Se limpió, empapó y lavó químicamente un haz de tubos de PTFE sucio. Se detiene la circulación y se drena la solución limpiadora. ¿Pero está realmente limpio el paquete? ¿Se ha restablecido su rendimiento térmico o todavía hay una fina capa aislante de biopelícula o incrustaciones adheridas a las paredes interiores ocultas? Antes de que el paquete vuelva a ponerse en servicio, una verificación simple-de dos partes puede proporcionar una prueba objetiva y documentada de limpieza.

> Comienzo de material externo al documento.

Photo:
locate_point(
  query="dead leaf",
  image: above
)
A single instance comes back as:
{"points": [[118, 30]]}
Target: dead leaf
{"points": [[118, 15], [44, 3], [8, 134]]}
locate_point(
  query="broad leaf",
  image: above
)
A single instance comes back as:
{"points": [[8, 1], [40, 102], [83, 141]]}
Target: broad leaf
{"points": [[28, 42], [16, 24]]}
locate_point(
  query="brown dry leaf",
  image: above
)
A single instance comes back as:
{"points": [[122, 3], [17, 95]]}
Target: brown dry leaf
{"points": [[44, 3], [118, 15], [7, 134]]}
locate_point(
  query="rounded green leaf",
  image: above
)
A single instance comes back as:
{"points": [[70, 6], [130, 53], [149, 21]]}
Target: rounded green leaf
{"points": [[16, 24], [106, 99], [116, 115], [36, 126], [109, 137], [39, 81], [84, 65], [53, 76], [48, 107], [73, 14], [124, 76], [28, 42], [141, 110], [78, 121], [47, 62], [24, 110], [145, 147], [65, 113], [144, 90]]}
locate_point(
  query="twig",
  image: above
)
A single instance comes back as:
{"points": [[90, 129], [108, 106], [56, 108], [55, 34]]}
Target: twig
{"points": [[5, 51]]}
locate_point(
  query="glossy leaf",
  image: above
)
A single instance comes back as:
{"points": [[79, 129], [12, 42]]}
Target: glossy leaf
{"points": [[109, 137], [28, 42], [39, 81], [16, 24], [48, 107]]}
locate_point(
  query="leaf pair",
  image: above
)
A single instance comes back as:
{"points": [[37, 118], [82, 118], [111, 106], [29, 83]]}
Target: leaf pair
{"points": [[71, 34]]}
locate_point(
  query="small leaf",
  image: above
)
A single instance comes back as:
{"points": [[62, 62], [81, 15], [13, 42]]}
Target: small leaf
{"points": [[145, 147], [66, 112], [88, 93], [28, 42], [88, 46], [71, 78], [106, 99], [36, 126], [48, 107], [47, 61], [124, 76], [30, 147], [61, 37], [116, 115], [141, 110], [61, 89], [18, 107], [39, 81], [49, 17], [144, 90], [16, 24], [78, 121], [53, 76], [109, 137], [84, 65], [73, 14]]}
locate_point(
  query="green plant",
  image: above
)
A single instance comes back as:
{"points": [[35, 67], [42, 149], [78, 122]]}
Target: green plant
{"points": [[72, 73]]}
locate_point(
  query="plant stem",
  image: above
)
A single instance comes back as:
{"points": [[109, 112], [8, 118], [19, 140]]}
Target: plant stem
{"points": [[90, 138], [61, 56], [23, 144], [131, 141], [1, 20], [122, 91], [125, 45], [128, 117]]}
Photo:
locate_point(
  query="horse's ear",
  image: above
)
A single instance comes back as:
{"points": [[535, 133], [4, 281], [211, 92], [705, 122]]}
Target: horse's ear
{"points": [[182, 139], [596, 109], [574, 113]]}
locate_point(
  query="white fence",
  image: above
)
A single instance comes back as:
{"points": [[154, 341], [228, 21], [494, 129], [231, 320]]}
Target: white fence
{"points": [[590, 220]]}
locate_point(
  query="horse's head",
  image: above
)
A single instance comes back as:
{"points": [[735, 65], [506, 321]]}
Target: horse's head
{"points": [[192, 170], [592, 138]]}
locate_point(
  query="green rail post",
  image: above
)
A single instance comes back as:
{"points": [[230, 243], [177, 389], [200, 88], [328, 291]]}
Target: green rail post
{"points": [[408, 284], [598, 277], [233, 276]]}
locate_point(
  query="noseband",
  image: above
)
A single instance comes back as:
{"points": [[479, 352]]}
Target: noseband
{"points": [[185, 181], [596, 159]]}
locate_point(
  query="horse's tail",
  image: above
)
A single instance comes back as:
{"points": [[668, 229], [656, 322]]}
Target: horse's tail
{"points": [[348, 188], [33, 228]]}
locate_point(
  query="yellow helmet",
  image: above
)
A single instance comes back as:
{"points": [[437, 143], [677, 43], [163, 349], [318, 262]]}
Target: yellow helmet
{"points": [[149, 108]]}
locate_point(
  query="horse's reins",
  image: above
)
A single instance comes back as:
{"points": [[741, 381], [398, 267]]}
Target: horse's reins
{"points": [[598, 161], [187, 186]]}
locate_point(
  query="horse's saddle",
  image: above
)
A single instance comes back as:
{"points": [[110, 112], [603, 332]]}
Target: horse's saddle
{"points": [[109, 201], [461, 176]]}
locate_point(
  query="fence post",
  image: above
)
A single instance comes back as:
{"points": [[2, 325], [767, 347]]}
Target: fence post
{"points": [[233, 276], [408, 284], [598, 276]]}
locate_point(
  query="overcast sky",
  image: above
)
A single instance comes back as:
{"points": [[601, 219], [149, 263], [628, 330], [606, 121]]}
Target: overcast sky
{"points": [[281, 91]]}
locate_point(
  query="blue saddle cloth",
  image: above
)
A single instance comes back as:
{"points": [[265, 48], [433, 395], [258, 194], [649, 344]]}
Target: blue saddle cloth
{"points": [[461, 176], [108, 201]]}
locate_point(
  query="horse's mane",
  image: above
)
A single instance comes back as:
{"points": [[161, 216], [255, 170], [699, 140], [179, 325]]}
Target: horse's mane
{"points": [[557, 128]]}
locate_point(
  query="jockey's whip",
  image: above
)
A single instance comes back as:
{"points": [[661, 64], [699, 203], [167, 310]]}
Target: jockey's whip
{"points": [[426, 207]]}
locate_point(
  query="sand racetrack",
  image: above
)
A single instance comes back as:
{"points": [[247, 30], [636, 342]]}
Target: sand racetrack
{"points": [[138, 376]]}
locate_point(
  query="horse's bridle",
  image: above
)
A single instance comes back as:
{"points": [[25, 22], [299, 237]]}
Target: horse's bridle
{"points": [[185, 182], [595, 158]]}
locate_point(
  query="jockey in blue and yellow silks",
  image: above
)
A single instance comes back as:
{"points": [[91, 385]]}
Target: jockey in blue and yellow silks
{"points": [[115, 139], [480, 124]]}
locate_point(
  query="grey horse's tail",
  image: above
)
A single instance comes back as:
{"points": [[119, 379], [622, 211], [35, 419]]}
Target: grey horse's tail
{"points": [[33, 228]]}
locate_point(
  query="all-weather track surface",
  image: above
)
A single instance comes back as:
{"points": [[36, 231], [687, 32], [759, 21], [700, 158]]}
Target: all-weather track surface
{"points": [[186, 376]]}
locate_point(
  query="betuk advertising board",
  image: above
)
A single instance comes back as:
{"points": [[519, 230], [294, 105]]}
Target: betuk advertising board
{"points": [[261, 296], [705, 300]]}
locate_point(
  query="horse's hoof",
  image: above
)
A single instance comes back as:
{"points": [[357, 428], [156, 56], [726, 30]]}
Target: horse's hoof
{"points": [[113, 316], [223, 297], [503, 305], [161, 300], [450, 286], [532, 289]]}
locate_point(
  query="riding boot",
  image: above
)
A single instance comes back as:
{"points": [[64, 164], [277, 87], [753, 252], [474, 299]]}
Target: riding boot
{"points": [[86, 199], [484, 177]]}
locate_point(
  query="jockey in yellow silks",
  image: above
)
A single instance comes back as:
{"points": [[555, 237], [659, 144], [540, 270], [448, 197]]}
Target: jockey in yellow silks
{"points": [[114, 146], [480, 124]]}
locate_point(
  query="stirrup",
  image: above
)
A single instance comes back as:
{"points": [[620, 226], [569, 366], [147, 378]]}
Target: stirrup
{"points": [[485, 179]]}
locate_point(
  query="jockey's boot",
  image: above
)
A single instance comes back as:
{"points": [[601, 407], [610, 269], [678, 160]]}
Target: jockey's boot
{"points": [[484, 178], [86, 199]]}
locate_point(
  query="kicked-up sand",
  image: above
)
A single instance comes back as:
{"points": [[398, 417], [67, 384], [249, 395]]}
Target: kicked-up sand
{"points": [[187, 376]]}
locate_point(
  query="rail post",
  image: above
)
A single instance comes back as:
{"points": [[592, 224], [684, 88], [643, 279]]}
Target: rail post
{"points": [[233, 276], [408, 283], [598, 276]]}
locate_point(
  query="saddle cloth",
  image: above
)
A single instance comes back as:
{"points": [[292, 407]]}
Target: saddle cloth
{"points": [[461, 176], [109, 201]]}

Inspección por boroscopio: verificación visual

El primer paso para verificar la limpieza posterior-a la limpieza es una inspección con boroscopio. Se inserta un endoscopio flexible en varios tubos y se examinan visualmente las paredes internas. Un tubo limpio es una carretera abierta, blanca y brillante tanto para el fluido como para la luz del visor. Cualquier incrustación oscura residual, biopelícula o residuo químico indica que es posible que se requiera una limpieza adicional. El boroscopio también proporciona un registro de imagen digital permanente para el registro de mantenimiento, que sirve como prueba visual de la limpieza.

Comparación de caída de presión: verificación hidráulica

El segundo paso es una verificación cuantitativa mediante una medición de la caída de presión. El agua limpia circula a un caudal estándar conocido, replicando las condiciones utilizadas cuando el paquete se puso en funcionamiento por primera vez. La caída de presión del lado del tubo- se mide y se compara directamente con la línea base original registrada cuando se sabía que el intercambiador estaba limpio. Si la caída de presión vuelve a estar dentro de un pequeño porcentaje de la línea base, la ruta hidráulica se restablece por completo. Esta medición, junto con la inspección por boroscopio, confirma que la limpieza fue exitosa.

Consideraciones técnicas

Condiciones consistentes:La prueba de caída de presión se debe realizar con el mismo caudal, fluido y temperatura que la medición inicial original.

Documentación:Tanto las imágenes del boroscopio como los datos de caída de presión deben registrarse en el registro de mantenimiento del intercambiador para su trazabilidad.

Doble-verificación:La evidencia visual e hidráulica proporciona pruebas definitivas, eliminando cualquier conjetura sobre la limpieza posterior-.

Conclusión

La verdadera limpieza posterior-a la limpieza no es una suposición; es un hecho probado y documentado. Una combinación de inspección con boroscopio y comparación de caída de presión validada devuelve el conjunto de intercambiador de PTFE a su rendimiento-como estaba construido. Una limpieza química exitosa restaura tanto el estado visible de los tubos como las características hidráulicas, asegurando que el intercambiador funcione con total eficiencia y confiabilidad.